You chose medicine as a career to help people and make a difference.
But what happens if you can’t practice medicine — whether temporarily or permanently — due to an accident or illness? What happens to the financial obligations you’ve incurred and the income to fund the lifestyle you enjoy?
If you’re fortunate, you won’t have to worry about that happening. But as a doctor, you deal with people who didn’t think accidents or illnesses would happen to them either.
Individual disability insurance is something most people should consider owning. For physicians dentists, and other high-earning medical professionals, this type of coverage is an absolute must-have. Here are seven reasons why doctors need individual disability insurance.
Study after study show 25 to 30 percent of American workers will endure some type of temporary disability during their careers that will prevent them from working.
You may not have a dangerous job or lifestyle, but there are still a number of ways you could become too sick or hurt practice medicine. Here are just a few:
- You could injure yourself in a recreational activity like skiing, playing basketball, or boating.
- You could suffer a stroke that prevents you from some of the physical aspects of your practice, but still enable you to consult or teach.
- Cancer treatment may prevent you from handling some or all of your medical duties.
- A cardiac episode could keep you out of practice for several months or longer.
- Chronic back pain, arthritis, or carpel tunnel syndrome could limit the number of patients you can see or how many procedures you can perform.
- A severe car accident, fall, or burn injury could completely affect your ability to practice medicine.
The list goes on and on.
Chances are you incurred a sizable amount of student debt. If you still owe money on those loans when you become disabled, that doesn't mean your debt will simply be forgiven. You will still have to find a way to pay.
The same goes for homeownership. If you took out a mortgage to finance your home, you will still have to make your monthly payment even if you can’t work.
Your credit card debt will also still need to be paid as well.
An individual long term disability insurance policy can provide the income you need to continue making those payments if you can’t work or have a reduction in your income.
As a doctor, you have specialized skills that require exceptional cognitive abilities, complete vision, and full use of your hands. Lose any of these capabilities in any capacity and you may have to reduce your workload or even stop practicing altogether. The impact could be temporary or permanent.
Long term disability insurance policies can cover a partial loss of income through a residual disability insurance rider. These riders provide features that will replace your income in the event that a disability causes a partial loss of income, but you are still able to work in some capacity.
Think about what you would have to give up if a disability costs you, say, 25 percent of your income.
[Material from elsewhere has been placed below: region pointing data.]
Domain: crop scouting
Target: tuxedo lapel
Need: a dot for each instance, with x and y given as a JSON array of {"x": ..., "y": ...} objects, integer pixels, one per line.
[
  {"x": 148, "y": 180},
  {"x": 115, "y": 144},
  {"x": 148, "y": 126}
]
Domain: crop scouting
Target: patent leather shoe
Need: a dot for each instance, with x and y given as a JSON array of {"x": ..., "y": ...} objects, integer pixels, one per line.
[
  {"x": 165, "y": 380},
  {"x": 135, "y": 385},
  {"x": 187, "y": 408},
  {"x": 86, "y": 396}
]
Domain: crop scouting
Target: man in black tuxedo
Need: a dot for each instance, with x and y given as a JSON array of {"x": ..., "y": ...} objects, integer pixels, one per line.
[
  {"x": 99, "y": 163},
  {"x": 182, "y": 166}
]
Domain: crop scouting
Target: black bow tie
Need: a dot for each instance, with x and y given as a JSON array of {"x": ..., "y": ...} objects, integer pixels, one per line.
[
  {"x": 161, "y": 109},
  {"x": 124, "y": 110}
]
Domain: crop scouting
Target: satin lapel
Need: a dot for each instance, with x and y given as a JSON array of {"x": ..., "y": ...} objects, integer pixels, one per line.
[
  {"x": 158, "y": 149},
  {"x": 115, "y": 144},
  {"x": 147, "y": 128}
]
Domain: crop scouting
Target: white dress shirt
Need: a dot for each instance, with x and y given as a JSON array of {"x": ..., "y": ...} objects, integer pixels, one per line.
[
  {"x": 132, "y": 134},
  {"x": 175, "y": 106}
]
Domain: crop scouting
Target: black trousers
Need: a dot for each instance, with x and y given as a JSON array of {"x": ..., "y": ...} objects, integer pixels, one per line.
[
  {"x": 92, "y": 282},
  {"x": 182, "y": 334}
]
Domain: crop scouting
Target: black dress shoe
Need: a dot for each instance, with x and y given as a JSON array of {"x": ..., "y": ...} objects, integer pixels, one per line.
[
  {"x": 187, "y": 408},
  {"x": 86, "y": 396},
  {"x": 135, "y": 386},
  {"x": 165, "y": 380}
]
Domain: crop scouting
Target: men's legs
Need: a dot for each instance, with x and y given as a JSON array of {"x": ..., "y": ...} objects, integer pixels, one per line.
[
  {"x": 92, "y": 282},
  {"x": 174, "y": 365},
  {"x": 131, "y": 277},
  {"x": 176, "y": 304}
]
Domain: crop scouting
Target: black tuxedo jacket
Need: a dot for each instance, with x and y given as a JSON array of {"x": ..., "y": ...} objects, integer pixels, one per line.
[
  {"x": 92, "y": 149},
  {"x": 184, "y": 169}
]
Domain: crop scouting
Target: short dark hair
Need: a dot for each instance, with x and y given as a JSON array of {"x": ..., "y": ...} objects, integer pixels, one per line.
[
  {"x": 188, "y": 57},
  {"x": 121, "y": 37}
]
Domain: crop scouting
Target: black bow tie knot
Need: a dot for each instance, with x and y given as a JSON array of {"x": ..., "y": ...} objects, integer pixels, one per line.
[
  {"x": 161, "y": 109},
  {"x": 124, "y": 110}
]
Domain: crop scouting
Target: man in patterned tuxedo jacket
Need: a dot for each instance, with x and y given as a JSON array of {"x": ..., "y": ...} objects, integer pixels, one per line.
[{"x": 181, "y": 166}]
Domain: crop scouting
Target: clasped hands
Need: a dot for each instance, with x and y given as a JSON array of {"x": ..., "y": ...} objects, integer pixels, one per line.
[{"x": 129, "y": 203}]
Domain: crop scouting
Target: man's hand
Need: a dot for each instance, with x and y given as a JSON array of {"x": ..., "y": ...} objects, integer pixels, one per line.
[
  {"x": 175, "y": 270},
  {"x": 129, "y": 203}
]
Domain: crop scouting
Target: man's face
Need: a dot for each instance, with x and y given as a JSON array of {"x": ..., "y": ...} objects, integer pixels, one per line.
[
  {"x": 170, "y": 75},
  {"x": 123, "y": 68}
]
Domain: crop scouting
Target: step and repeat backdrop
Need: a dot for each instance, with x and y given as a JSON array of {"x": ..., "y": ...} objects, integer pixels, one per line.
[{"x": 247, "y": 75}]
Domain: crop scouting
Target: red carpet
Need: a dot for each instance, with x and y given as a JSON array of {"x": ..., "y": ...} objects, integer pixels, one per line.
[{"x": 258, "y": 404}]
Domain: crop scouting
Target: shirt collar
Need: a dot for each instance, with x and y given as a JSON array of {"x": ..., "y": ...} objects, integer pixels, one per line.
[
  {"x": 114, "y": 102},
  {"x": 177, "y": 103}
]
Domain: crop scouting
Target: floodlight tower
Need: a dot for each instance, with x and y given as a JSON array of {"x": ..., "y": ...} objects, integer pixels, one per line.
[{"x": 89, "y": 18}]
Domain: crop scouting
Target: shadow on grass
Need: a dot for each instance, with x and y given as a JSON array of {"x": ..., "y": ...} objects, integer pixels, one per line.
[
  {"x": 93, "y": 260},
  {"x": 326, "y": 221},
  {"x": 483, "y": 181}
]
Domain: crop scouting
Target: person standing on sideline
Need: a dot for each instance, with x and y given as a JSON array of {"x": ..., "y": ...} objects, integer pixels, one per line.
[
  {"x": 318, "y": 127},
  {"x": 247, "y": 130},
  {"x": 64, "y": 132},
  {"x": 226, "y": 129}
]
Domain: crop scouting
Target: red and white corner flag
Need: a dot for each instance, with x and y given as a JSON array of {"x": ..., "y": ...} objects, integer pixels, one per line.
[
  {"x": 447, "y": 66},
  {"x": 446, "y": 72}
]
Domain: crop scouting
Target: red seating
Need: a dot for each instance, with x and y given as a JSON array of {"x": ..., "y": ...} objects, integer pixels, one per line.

If you earn $300,000 and suddenly had your income reduced by $75,000 due to a disabling event, could you still save for retirement? What aspects of your current lifestyle would you have to do without?
- A vacation home?
- A club membership?
- Your football or theater season tickets?
The right individual disability insurance policy can make up the difference between your pre-disability income and what you lost because of an accident or illness.
Physical disability isn't the only type of financial risk you should be mindful of. The stress of your profession, life circumstances, or the onset of mental illness can impact your ability to work as well.
According to the Council for Disability Awareness, mental health issues accounted for over 9 percent of long-term disability claims in 2018.
Needless to say, doctors are not immune to mental health issues. This is more apparent today than ever before as physician burnout continues to run rampant through U.S. healthcare.
Fortunately, individual long term disability insurance typically provides benefits when mental disorders, breakdowns or abnormal stress affect your ability to work.
Many people believe they can rely on Social Security Disability Insurance (SSDI) to financially help them through a disability. However, SSDI doesn't pay near enough to compensate a high-income physician or dentist.
Likewise, workers' compensation only pays a fraction of your income. And even then, that's only if you’re injured on the job.
Meanwhile, a group disability insurance plan offered by your employer will typically limit the amount you can receive in benefits. Those benefits will also be treated as taxable income.
With an individual disability insurance policy, you can rest easy knowing you will able replace as much of your lost income as possible if tragedy strikes.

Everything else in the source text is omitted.